The Austin Chronicle

https://www.austinchronicle.com/daily/screens/2012-10-30/dvd-watch/

DVD Watch

By Marc Savlov, October 30, 2012, 9:09am, Picture in Picture

The situation comedy changed forever and forever changed how popular television could impact popular culture when Norman Lear's All in the Family debuted on CBS on January 12, 1971.

Battered by our own current, bizarre culture wars, it's simultaneously easy and problematic to see why Lear's fearless, shibboleth-shattering comedy caused such a brouhaha over the duration of its nearly nine-year run. Even a small sampling of the 208 original episodes contained in All in the Family: The Complete Series (Shout Factory; $199.99), however, belies the notion that Lear's four-decades-old show has not aged well in the interim.

If anything, the myriad groundbreaking sociopolitical fireballs lobbed by the show -- issues of homosexuality, race relations, war, abortion, rape, working class conservative vs. long-haired liberal ideologies -- are even more pertinent to the national conversation today than they were when All in the Family first introduced them.

For those who've never watched the show (or watched it in its truncated form in syndication, where each episode lost 2-4 minutes to commercial breaks), All in the Family revolved around the Bunker household, in Queens, New York. Cantankerous (yet lovable) bigot Archie (Carroll O'Connor), his flighty, often addled-seeming (yet totally sane and relatively grounded) wife Edith (Jean Stapleton), their ditzy daughter Gloria (Sally Struthers), and her husband Michael Stivic (future Stand By Me director Rob Reiner), a countercultural Yin to Archie's xenophobic WWII-vet Yang, spent each episode arguing the politics of the day, and, disturbingly, of today as well.

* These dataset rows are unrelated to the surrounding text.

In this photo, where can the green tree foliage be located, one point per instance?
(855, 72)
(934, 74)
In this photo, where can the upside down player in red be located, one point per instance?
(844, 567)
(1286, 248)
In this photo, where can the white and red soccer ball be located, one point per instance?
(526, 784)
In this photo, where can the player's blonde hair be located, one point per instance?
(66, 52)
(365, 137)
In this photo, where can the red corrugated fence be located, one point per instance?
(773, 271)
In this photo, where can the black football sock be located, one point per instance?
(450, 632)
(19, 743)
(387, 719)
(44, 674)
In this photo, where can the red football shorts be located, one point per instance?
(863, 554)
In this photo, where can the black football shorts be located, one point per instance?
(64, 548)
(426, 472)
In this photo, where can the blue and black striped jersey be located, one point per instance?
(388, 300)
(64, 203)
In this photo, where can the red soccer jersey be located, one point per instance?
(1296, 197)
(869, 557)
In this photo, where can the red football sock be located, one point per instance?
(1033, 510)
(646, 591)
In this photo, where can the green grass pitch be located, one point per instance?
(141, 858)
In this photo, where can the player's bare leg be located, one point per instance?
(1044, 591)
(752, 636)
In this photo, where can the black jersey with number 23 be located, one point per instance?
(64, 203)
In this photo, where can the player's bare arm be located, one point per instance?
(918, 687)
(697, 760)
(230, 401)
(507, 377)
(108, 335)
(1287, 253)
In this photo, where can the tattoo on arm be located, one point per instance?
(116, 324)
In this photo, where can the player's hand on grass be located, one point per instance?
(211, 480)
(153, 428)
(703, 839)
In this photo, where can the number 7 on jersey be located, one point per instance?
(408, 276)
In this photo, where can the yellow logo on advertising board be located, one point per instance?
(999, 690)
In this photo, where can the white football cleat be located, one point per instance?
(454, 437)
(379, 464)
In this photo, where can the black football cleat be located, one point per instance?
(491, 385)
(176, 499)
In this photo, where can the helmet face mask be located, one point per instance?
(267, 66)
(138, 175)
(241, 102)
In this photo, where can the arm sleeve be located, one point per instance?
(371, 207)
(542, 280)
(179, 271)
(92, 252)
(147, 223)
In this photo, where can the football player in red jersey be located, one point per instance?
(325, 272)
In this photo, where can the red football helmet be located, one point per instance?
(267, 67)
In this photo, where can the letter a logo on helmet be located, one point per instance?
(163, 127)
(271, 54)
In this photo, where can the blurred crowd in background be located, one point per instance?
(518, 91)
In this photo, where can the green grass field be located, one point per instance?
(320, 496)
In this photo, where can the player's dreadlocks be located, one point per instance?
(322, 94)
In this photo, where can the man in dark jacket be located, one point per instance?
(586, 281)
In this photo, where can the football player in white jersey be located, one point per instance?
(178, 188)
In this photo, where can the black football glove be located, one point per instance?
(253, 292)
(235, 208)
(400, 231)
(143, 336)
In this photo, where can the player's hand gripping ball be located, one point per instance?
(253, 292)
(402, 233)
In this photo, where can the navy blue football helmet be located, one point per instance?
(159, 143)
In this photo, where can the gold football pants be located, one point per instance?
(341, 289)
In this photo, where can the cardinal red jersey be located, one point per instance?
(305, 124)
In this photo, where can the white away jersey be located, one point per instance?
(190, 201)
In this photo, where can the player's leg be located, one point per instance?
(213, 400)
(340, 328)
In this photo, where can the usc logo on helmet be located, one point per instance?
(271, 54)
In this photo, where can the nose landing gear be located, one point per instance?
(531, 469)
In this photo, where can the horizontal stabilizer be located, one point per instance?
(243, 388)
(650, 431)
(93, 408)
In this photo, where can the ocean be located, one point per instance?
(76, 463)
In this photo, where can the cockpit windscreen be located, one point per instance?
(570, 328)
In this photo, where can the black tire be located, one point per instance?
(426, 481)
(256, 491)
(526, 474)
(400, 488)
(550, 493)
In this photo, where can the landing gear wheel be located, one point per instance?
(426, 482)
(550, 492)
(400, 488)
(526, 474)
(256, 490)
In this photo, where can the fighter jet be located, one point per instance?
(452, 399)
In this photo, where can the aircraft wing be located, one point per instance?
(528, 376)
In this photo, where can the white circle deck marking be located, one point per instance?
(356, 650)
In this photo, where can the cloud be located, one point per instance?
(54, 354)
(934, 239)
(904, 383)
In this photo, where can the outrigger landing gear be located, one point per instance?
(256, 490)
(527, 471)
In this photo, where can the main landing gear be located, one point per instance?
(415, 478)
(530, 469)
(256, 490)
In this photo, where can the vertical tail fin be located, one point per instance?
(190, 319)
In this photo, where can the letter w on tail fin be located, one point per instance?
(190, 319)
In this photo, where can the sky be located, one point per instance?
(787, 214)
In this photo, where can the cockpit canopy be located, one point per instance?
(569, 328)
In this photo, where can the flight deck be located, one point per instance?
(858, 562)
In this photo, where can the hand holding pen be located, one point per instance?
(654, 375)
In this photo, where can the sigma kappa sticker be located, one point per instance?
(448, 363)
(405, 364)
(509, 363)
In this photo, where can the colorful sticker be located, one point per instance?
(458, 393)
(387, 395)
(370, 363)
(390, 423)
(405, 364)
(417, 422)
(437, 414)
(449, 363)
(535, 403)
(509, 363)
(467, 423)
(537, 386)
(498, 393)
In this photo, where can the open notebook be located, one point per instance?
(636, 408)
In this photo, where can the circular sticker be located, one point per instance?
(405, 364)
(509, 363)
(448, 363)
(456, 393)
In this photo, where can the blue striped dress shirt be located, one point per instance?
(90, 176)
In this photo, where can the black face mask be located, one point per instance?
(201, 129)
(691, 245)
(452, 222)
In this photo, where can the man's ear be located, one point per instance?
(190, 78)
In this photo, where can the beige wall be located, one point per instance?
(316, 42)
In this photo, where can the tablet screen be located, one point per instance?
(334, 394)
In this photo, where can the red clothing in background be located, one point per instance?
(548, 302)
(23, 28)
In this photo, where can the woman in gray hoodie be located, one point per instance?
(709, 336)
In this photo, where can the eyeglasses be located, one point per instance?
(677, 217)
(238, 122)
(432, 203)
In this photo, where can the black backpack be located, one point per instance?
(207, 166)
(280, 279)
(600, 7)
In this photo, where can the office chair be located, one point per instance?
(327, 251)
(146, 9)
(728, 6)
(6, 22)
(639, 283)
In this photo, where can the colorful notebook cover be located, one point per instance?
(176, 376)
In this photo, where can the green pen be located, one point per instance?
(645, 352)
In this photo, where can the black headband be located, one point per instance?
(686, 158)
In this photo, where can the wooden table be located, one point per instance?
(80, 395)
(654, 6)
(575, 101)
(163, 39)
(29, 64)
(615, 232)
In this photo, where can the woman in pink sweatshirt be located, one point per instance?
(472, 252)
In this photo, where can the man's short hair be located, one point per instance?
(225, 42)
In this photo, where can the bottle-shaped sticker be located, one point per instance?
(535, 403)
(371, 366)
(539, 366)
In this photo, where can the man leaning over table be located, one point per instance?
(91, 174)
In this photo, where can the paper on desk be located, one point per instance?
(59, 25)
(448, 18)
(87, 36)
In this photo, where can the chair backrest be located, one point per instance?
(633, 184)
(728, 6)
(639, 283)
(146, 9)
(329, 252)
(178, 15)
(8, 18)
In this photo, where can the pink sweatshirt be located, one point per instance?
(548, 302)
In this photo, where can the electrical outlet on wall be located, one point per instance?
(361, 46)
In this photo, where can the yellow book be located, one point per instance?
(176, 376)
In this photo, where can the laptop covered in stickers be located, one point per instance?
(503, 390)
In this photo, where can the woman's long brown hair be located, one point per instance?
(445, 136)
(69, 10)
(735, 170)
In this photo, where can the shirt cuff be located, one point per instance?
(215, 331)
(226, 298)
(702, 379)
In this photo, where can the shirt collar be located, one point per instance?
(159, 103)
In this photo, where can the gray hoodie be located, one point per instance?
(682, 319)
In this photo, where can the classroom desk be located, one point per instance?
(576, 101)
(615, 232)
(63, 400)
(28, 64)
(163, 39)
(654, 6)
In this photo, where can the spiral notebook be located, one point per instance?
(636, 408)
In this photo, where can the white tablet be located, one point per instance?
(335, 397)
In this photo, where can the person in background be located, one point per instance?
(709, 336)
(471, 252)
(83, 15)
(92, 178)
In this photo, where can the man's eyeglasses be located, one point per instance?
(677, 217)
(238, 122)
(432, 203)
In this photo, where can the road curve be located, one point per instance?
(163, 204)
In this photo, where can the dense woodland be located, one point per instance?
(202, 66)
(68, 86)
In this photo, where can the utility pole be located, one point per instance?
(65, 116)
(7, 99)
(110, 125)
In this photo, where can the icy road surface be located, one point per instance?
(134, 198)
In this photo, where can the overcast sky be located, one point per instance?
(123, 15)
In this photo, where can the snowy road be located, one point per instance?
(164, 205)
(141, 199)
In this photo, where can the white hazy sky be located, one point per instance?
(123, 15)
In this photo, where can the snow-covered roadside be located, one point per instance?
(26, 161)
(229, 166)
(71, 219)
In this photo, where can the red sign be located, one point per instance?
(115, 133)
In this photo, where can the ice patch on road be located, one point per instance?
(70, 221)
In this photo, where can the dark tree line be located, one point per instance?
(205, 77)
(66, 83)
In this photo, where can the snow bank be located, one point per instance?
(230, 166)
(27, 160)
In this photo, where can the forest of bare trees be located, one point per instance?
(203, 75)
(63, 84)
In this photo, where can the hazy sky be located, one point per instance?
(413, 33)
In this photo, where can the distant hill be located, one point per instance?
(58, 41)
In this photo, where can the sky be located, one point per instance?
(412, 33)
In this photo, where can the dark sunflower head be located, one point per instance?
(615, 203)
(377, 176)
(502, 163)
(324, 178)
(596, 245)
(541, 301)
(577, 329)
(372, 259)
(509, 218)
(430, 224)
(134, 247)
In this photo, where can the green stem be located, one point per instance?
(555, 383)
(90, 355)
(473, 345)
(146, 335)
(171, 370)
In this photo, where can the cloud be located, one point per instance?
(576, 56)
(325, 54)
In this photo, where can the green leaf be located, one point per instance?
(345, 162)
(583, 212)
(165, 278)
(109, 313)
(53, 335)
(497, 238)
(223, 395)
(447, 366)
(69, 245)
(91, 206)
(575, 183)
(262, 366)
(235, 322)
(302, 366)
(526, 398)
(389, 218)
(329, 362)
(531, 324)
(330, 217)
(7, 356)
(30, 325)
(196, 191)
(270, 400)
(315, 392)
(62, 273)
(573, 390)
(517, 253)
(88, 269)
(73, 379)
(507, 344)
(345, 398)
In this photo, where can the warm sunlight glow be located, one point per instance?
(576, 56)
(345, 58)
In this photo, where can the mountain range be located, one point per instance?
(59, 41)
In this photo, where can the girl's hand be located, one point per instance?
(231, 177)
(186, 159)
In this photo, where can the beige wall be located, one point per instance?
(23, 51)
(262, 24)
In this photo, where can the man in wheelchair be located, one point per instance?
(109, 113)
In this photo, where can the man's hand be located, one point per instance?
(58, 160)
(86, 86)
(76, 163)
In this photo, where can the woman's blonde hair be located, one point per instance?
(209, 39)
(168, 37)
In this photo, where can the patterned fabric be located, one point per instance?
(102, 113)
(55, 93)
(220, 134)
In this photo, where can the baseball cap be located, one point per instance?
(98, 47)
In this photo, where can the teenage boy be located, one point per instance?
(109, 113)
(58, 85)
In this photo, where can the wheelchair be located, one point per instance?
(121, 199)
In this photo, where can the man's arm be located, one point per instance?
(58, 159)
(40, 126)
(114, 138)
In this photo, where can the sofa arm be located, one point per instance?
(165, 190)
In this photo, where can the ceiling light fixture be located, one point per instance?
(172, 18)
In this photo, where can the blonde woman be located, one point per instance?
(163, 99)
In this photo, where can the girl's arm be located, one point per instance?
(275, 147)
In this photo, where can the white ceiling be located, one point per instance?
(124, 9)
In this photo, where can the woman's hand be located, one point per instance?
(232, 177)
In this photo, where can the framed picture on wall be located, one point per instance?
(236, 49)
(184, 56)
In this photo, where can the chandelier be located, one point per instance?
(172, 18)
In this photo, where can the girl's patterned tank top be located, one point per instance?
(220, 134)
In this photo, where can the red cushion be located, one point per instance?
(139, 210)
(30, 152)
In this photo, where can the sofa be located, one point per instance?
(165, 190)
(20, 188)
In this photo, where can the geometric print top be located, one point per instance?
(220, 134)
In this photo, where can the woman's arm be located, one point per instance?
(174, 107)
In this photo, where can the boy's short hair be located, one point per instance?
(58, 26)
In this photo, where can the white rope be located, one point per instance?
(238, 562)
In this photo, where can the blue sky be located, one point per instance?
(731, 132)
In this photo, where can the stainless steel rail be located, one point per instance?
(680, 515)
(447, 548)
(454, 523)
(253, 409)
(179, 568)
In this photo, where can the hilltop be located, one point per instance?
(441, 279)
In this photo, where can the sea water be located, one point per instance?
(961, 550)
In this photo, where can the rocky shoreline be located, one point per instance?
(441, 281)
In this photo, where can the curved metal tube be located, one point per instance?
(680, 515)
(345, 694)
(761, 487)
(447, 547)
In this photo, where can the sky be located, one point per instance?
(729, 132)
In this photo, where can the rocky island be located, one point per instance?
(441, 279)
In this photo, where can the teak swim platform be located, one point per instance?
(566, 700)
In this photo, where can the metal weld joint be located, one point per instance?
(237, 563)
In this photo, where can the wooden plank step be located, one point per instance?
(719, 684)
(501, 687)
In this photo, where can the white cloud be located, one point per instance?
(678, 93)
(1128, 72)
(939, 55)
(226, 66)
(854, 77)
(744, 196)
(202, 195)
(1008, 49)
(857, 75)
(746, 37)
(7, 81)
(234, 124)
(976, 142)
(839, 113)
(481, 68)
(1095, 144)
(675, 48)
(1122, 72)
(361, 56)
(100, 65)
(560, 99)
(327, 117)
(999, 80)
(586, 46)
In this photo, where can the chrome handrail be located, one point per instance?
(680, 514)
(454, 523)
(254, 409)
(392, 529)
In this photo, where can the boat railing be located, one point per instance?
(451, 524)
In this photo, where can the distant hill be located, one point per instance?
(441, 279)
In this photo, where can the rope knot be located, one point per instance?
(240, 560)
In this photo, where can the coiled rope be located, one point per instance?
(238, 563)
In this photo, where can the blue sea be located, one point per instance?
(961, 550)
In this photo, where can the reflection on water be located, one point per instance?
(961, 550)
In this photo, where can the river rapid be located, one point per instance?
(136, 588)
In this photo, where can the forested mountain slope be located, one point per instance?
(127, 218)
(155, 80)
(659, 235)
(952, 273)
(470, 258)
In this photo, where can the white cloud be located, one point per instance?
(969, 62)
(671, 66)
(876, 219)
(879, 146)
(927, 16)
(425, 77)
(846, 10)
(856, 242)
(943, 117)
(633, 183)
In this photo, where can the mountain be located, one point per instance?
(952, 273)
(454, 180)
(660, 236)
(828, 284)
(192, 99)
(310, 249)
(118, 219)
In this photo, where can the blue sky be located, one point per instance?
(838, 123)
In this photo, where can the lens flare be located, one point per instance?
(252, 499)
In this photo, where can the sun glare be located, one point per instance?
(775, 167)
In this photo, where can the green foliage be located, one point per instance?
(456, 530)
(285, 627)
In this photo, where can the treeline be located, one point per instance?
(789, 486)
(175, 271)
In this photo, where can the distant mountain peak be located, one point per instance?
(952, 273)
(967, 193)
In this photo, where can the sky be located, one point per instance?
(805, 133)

One of the first television shows to be shot on videotape in front of a live audience, the laughter -- often accompanied by a cringe -- and discussion the show provoked was painfully genuine. Set for the most part in the Bunker's living room, which was dominated by Archie's Barcalounger-cum-throne, the humor came not from the pratfalls or vapid fish-out-of-water situations that previously marked the American television comedy -- a la The Beverly Hillbillies, Gomer Pyle U.S.M.C., orĀ The Andy Griffith Show -- but from verbally authentic arguments and Archie's hilariously stilted malapropisms.

To a certain degree, All in the Family owes a debt to John G. Avidsen's hyper-reactionary 1970 movie Joe, but instead of going on a hippie/pot-head killing spree like Peter Boyle's eponymous character in that film, the friction between post-flower child Mike (aka "Meathead") and curmudgeonly bruiser Archie was strictly ideological, and all the more subversive for it.

Put it this way: if not for All in the Family, there would likely have been no M*A*SH*, or, later, Roseanne, and there certainly wouldn't be the multiple spinoffs the series produced, among them The Jeffersons and Maude. (Also, there probably wouldn't have been a Beastie Boys shout-out to Vincent Gardenia on the group's track "So What'cha Want?" Gardenia played the Bunker's Roman Catholic neighbor Frank Lorenzo.)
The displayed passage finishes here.